В руках у нее появляется палка. Но она не успевает замахнуться. Мичман быстро кладет руку на палку и чмокает тетку Марылю в щеку.
– Не сердитесь, мама, – говорит он. Перепрыгивает через грядку и исчезает в зарослях цветов у дороги, предоставив тетке самой разгадывать, что сие означает.
Протасову легко в этот рассветный час, будто и не было недавних неприятностей. Он размашисто шагает по узкой тропе через поле, сшибая росу широкими клешами. Тихая радость переполняет его. Он останавливается, с удовольствием вдыхает влажную свежесть луга. И вдруг задерживает выдох: замечает темный силуэт человека, прицепившегося к самой верхушке столба.

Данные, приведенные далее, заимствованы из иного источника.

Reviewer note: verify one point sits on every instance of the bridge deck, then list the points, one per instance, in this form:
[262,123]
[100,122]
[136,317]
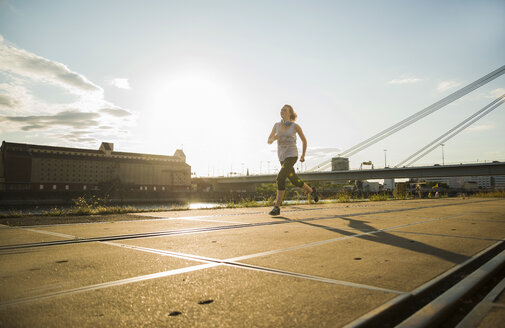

– Эй?! – Ему подумалось, что это кто-то из пограничников чинит линию связи.
Человек кубарем скатывается со столба и бросается к кустам. Стремительным прыжком, усиленным еще не остывшей радостью, мичман догоняет его, хватает за руку.
– Кто такой?
В нем еще нет злости, и действует он скорее по привычке, приобретенной здесь, на границе. Но тут мичман видит, что человек другой рукой пытается выдернуть из кармана зацепившийся там пистолет.
– Ах вон ты как! – Он перехватывает руку и, не размахиваясь, бьет незнакомца ребром ладони по шее. И когда поднимает его с земли за ворот старой крестьянской свитки, то, к изумлению своему, узнает в человеке того самого «рыбака», который удрал от него недавно и из-за которого все его теперешние служебные неприятности.
– Попался, «рыбачок»! – Мичман представляет себе удивленную физиономию капитан-лейтенанта Седельцева и улыбается. – Ну-ка, пошли на заставу.
– А я не пойду, – неожиданно заявляет нарушитель.
– А я тебя пристрелю.
– Стрелять побоишься. У вас приказ.
Нарушитель нахально ухмыляется, и это окончательно выводит Протасова из себя. Он берет его за плечо, рывком разворачивает и дает такого пинка, что тот бежит по тропе, покачиваясь и приседая от боли.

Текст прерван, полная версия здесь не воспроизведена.